終末高高度防衛ミサイル(THAAD)の韓国配備をめぐる中国の報復によって、韓国側の被害は120億ドル(約1兆3500億円)に上ることが分かった。しかし韓国政府はTHAAD報復の被害内容や被害額を集計・発表することはなかった。それどころか担当部署である産業通商資源部(省に相当)が世界貿易機関(WTO)への提訴を検討すると表明していたにもかかわらず、青瓦台(韓国大統領府)がこれに待ったをかけ、WTO提訴というカードを自ら取り下げるなど本気で対応する姿勢が全く感じられなかった。一方、日本は尖閣諸島(中国名:釣魚島)をめぐる領有権争いが激化した2010年に中国がレアアース(希土類)の対日輸出を禁止したことをめぐり、12年6月にWTOに提訴し、2年後に勝訴している。

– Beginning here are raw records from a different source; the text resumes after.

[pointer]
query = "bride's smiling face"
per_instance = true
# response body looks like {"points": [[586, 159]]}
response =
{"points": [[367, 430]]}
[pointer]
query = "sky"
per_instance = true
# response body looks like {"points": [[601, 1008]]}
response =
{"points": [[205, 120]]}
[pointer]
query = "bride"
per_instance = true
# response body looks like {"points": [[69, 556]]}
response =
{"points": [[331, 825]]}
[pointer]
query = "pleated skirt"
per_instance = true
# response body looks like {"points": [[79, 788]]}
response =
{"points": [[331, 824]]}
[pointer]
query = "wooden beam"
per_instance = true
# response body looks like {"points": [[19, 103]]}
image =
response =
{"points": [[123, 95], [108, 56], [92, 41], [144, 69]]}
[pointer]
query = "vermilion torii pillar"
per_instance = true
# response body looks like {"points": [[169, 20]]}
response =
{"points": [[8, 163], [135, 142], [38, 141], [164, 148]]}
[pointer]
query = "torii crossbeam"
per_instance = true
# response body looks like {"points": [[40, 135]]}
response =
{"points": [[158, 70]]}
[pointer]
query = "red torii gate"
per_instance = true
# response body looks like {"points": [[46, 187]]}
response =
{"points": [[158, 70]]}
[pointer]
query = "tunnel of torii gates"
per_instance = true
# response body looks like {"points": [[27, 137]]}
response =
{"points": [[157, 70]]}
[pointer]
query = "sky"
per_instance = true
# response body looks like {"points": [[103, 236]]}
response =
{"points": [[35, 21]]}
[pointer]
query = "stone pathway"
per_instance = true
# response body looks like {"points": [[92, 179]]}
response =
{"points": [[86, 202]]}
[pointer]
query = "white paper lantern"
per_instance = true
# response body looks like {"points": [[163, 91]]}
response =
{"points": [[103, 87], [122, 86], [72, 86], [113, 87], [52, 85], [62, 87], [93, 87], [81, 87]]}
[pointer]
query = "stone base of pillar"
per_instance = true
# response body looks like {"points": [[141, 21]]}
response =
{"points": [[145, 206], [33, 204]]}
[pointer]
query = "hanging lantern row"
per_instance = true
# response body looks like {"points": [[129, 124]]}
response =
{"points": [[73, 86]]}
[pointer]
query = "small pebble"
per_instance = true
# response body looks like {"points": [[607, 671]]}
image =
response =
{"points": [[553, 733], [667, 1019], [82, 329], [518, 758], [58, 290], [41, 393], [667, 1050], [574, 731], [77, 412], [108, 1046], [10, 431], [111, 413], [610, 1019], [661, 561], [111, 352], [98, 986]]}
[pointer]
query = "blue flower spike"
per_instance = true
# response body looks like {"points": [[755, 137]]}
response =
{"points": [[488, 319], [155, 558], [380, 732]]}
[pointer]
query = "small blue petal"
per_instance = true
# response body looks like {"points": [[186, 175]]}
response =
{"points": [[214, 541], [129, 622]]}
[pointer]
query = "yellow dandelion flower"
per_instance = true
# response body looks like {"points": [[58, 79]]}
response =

 産業通商資源部は9月13日、ソウルで第13回韓中通商点検タスクフォース(TF)会議を開催し、10月に開かれるWTOサービス貿易理事会などを通じて中国のTHAAD報復の撤回を強く要求し、国際ルールに違反していると思われる措置についてはWTOへの提訴を含む法的手段の検討と証拠収集を続けると表明していた。しかし、その翌日に青瓦台の朴洙賢(パク・スヒョン)報道官は「今は北朝鮮の核問題とミサイル挑発などで中国との協力を維持することが非常に重要」だとして提訴を保留する姿勢を示し、WTO提訴は「なかったこと」になった。通商の専門家たちは、産業部と青瓦台のこうした足並みの乱れによって、ただでさえ難しいWTO提訴がさらに困難になったと指摘した。

 中国政府は一貫して「政府レベルでのTHAAD報復はしていない」と主張している。中国に進出している韓国企業が経営難に陥っていることについては「民間レベルの自発的な不買運動」のせいだと強弁する。このため韓中FTAのサービス・投資分野の追加交渉ではTHAAD報復のような事態を防ぐ措置が急務だとの指摘が出ている。ソウル大の安徳根(アン・ドックン)教授は「THAAD報復でよく分かったが、両国の貿易環境を安定させるのが重要だ」として「ルールに違反した際の解決手続きなどを明文化する努力をすべき」と指摘した。